My boyfriend has a good female friend, he had thought me and her would click and i was looking forward to meeting her.
I did and she seemed very open and friendly, she kept suggesting stuff that her and I should do together, and was very open with me telling me about her life, her ex etc, and she seemed genuine. However I'm quite quiet and introverted and at one point she made a remark at how she didn't like quiet people, so I was a bit hmm.
She suggested we meet up one to one even as we lived very close to one another.
I met her about 3/4 times with my boyfriend all in all.
After a couple of months, I hadn't seen her for a while. I decided to ask her if she fancied a coffee and a walk me and her, I was a bit nervous but decided to go for it.
She replied saying yeah sure, what day etc. And I replied, but she never replied to my next msg and the coffee never happened.
I wondered if it was Covid, but it appeared on social media that she had met up with some others.

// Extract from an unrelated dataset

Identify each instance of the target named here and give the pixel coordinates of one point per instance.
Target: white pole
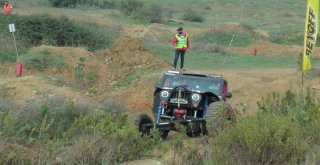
(15, 44)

I presumed she hadn't wanted to. After about 2 months she messaged saying sorry she hadn't been in touch but she had been stressed during the pandemic. I replied saying I understood and asked how things were etc. But again no reply from her.
I casually mentioned to my boyfriend that I had heard from her out of the blue and he said that I had come up in their conversation the day she messaged, and he had said something along the lines that I was always looking to make new friends.
Anyway I figured she wasn't interested for whatever reason. It hadn't seemed to match up with her words and behaviour when I met her. Anyway it's no issue, nobody is entitled to a friendship. My boyfriend says she does that quite often, she will give the intention to somebody that she wants to be friends, then will say behind their back "Why on earth would I go for a coffee with him/her."
With the rule of 6 thing approaching I think my boyfriend is suggesting we meet up as a 4 with her and her boyfriend.
I feel embarrassed and awkward about seeing her again, even though I shouldn't, and don't want to look like I'm desperate. If it were a bigger group it would be different but 4 is quite intimate. Should I go?
I just don't want all the niceties and false pretences again, but don't want to seem petty either.